He was the Walrus

On the 75th birthday of the famous Beatle, Juliette Rowsell evaluates the lingering influence of John Lennon.

 

From the fame, the talent and the beard, John Lennon apparently had it all. With the iconic member of The Beatles’ 75th birthday being on the 8th October, it’s hard to stop your mind from pondering what the working class hero would be doing today, were he still alive. Would he just be another aged rocker who should have given up in the 80s? Would he wrote a song better than ‘Imagine’? Would he be a Corbyn supporter? Would he still be a star?

But we needn’t ponder what Lennon would be doing today if he were alive. Despite Lennon’s explicit personal life full of drug-addiction and neglect towards his family, this has done nothing to tarnish his musical legacy. Just because the veteran of British pop music may be long buried, his memory, influence and music is just as alive today as it was in the 60s. The beard may be gone, but the legend lives on.

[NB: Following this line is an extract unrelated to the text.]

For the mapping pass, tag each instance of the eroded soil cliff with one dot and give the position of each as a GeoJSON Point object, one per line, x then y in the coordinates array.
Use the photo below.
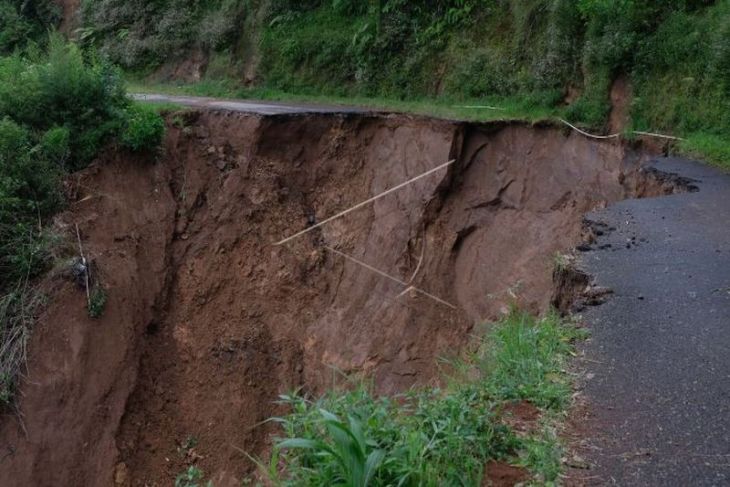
{"type": "Point", "coordinates": [208, 321]}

While today it’s common place for Nicki Minaj to call out the VMA’s as ‘racist’ or for musicians to speak out on political issues; it was Lennon who was the first epochal musician to open the door to full-frontal, disgruntled, and disillusioned attacks at society. The thought that a celebrity could so drastically influence the opinions of their fans was a result of the religious-like following the fab four gained from Beatlemania. The Church hated him, President Nixon tried to deport him, the FBI were monitoring him – he was attacking the world with his pacifist, atheist attitudes with an artillery of guitar chords and leftist lyrics. With Jeremy Corbyn (Labour’s new socialist, anti-tradition leader who is sticking two fingers up to the Tories) having said that he ‘would have played Imagine by John Lennon’ at his leadership conference, it’s not too far-fetched to imagine a baby face, clean shaved Corbyn sketching the lyrics to Lennon’s ‘Power to the People’ on the back of one of his untouched school books.

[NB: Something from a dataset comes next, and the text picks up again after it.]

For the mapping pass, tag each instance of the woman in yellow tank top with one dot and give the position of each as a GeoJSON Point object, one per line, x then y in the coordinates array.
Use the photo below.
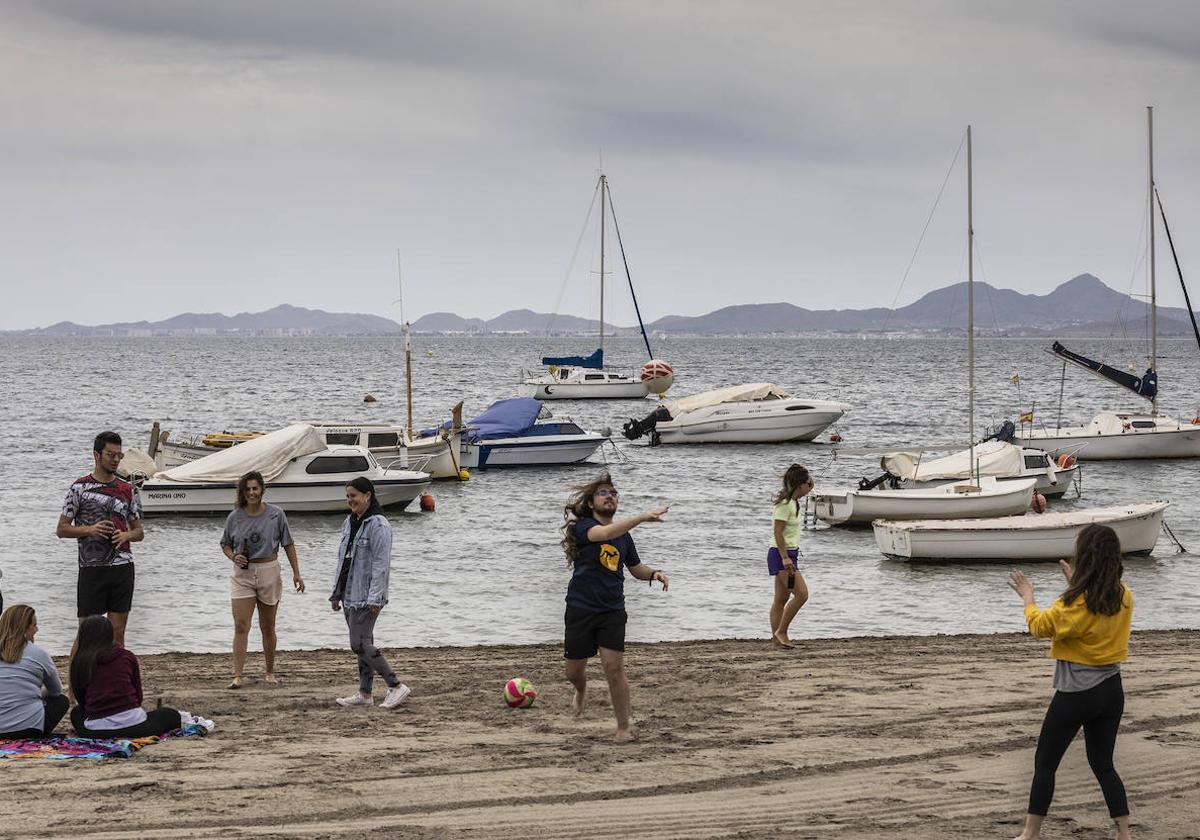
{"type": "Point", "coordinates": [1090, 627]}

This was the genius of Lennon’s lyrics; he gave a voice to those who were unrepresented. He spoke of the issues people refused to talk about – people still refuse to talk about. Did Lennon know that, 50 years later, his lyrics would remain as prevalent today as they did in the 60s? Lyrics to the likes of ‘All You Need is Love’ are a bold statement that are relevant across humanity, not specific to a time or place. He created the image of a future that, while some deemed idealistic, was full of optimism and escape for a post-war, post-rationing generation. Highlighting how music could be used as a statement against society, his lyrics were snippets of poetry that resonated loudly amongst those seeking escapism from their mundane reality.

The Beatles defined what it meant to be a modern day rock n’ roll star. Following the wave of the psychedelic sixties, The Beatles’ admission they had taken LSD broke social boundaries. ‘Lucy in the Sky with Diamonds’ was accused of being an elaborate metaphor and acronym for LSD while other songs like ‘I am the Walrus’ , ‘Magical Mystery Tour’ and ‘Happiness is a Warm Gun’, unsurprisingly led to claims of drugs references for their eccentric lyrics. Paving way for the rebel chain-smoking, cocaine-sniffing, rock star image so famously embraced by the likes of the Gallagher brothers, it was Lennon and The Beatles who broke this taboo, creating this idolised image of musicians so normalised to us today.

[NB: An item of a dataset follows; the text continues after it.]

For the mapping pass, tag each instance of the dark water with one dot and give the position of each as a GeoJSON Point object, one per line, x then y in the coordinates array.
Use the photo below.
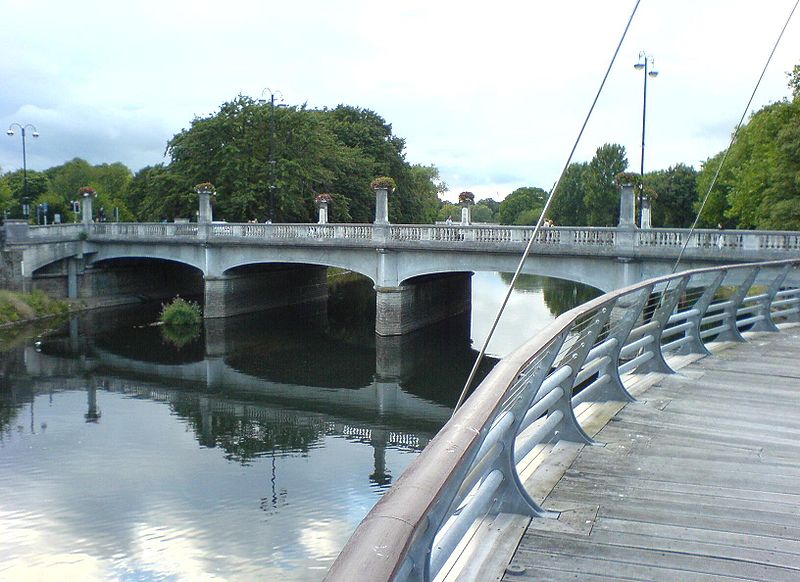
{"type": "Point", "coordinates": [248, 452]}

Yet behind the star lay a cloud of darkness. Beneath his peace-loving persona lay a history of domestic abuse, infidelity and drug addiction. Lennon’s rock-star image never rested. While to the world this was a sign of excitement, to his family it was a source of pain. Lennon admitted in an interview with Playboy that: “I used to be cruel to my woman, and physically — any woman”, especially towards his first wife Cynthia. He neglected his family for fame, and Lennon failed to visit his first son Julian until years after his and Cynthia’s divorce. After a hard day’s night in the recording studio singing about “imagine no possessions”, Lennon could return home to his multi-million pound apartment in one of New York’s most prestigious apartment blocks. While Lennon possessed the image of a working-class hero, he was more of a working class myth. His legacy, while changing the face of music forever, was based on a lie that Lennon had crafted.

Lennon once commented that “everyone loves you when you’re six feet in the ground” but, for all intrinsic purposes, the unconventional Beatle is far from dead and buried. There’s no point in imagining where Lennon would be today had he not been shot in 1980 when his influence so vividly lives on today. While Lennon’s personal life may have been filled with a darkness he tried so desperately to cover, this has failed to dent his legacy. It’s scary how much one man and a guitar can change the world. But boy, he sure did.